YOUR SOLIN GENERATED RECIPE
Hearty Root Vegetable and Bean Stew
A comforting bowl of robust, root vegetable and mixed bean stew that blends tender potatoes, carrots, and leafy kale with a medley of nutrient-packed beans. Infused with savory herbs and a touch of nutritional yeast, this stew delivers a warming, satisfying meal perfect for any time of day.
INGREDIENTS
½ cup cooked Black Beans (86g)
½ cup cooked Kidney Beans (86g)
⅔ cup cooked Lentils (133g)
1 medium Potato (150g)
1 cup diced Carrots (61g)
½ cup diced Onion (80g)
1 cup chopped Kale (17g)
1 tbsp Nutritional Yeast (5g)
1 cup Low Sodium Vegetable Broth (240g)
1 clove Garlic
1 tsp Cumin
Salt and Pepper to taste
PREPARATION
Heat a large pot over medium heat and add a splash of water or a light drizzle of olive oil if desired.
Add diced onion and minced garlic.

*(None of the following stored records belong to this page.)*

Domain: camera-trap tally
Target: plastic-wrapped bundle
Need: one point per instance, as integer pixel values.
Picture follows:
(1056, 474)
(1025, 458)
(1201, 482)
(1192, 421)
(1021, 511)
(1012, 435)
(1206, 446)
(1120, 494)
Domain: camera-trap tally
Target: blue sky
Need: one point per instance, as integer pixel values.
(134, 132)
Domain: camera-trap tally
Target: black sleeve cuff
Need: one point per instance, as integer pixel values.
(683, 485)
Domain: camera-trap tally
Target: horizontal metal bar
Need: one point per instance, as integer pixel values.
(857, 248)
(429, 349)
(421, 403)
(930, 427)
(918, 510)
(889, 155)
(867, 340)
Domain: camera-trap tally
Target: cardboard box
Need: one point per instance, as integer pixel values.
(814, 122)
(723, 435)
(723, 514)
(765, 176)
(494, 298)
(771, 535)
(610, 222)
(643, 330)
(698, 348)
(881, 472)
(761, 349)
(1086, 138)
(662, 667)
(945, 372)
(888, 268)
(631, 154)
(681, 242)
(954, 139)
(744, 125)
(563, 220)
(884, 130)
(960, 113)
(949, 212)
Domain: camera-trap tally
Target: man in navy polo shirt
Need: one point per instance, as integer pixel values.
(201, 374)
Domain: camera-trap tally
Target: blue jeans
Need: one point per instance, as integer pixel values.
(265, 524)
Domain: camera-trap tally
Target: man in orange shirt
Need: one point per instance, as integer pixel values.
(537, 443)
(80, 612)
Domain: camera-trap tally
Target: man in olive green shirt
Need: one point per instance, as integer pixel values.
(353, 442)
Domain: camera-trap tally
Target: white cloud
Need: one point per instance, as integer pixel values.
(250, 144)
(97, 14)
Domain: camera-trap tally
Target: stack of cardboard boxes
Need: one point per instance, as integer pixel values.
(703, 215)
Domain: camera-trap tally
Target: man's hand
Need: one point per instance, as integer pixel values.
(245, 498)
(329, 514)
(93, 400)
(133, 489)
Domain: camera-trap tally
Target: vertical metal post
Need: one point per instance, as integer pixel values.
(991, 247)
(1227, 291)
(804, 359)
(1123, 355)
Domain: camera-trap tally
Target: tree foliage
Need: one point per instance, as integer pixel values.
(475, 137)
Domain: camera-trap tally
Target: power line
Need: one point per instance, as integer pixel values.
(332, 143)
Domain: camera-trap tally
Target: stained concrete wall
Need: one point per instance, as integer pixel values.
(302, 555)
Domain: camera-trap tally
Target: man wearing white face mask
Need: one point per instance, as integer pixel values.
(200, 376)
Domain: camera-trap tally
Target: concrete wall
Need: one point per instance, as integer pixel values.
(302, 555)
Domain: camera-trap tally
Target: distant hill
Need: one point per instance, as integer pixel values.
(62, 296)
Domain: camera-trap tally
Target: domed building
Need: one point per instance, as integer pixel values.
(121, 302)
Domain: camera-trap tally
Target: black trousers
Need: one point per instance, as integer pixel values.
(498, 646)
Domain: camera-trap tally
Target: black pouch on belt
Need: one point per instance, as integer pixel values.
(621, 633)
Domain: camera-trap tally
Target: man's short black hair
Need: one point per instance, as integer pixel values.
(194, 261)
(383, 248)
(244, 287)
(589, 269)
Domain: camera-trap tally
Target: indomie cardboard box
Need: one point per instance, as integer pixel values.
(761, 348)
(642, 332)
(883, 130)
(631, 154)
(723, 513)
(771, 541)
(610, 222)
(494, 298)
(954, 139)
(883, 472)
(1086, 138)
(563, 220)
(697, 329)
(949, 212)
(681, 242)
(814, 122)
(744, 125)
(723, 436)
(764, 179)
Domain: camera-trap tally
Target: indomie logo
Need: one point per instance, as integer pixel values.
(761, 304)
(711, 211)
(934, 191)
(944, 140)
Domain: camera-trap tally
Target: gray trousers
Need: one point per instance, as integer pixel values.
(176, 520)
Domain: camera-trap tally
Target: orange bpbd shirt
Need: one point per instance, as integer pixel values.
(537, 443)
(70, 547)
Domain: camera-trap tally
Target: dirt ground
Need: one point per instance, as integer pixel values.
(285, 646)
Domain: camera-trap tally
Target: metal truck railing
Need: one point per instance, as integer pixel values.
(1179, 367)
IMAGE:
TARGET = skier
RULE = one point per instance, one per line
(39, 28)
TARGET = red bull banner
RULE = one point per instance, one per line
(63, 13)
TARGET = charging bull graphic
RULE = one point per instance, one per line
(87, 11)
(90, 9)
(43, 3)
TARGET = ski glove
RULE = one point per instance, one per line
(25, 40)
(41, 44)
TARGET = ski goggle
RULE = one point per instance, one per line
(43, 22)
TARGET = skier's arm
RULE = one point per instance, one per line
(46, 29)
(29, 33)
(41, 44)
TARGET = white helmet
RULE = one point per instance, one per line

Sauté until the onion becomes translucent and fragrant.
Stir in the diced carrots and potato, allowing them to soften slightly for about 5 minutes.
Add the cooked black beans, kidney beans, and lentils to the pot.
Pour in the vegetable broth and bring the mixture to a simmer.
Season with cumin, salt, and pepper, stirring well to combine.
Allow the stew to simmer for 15-20 minutes until the vegetables are tender.
Stir in the chopped kale and nutritional yeast, and continue simmering for an additional 3-5 minutes.
Taste and adjust seasonings as needed, then serve hot.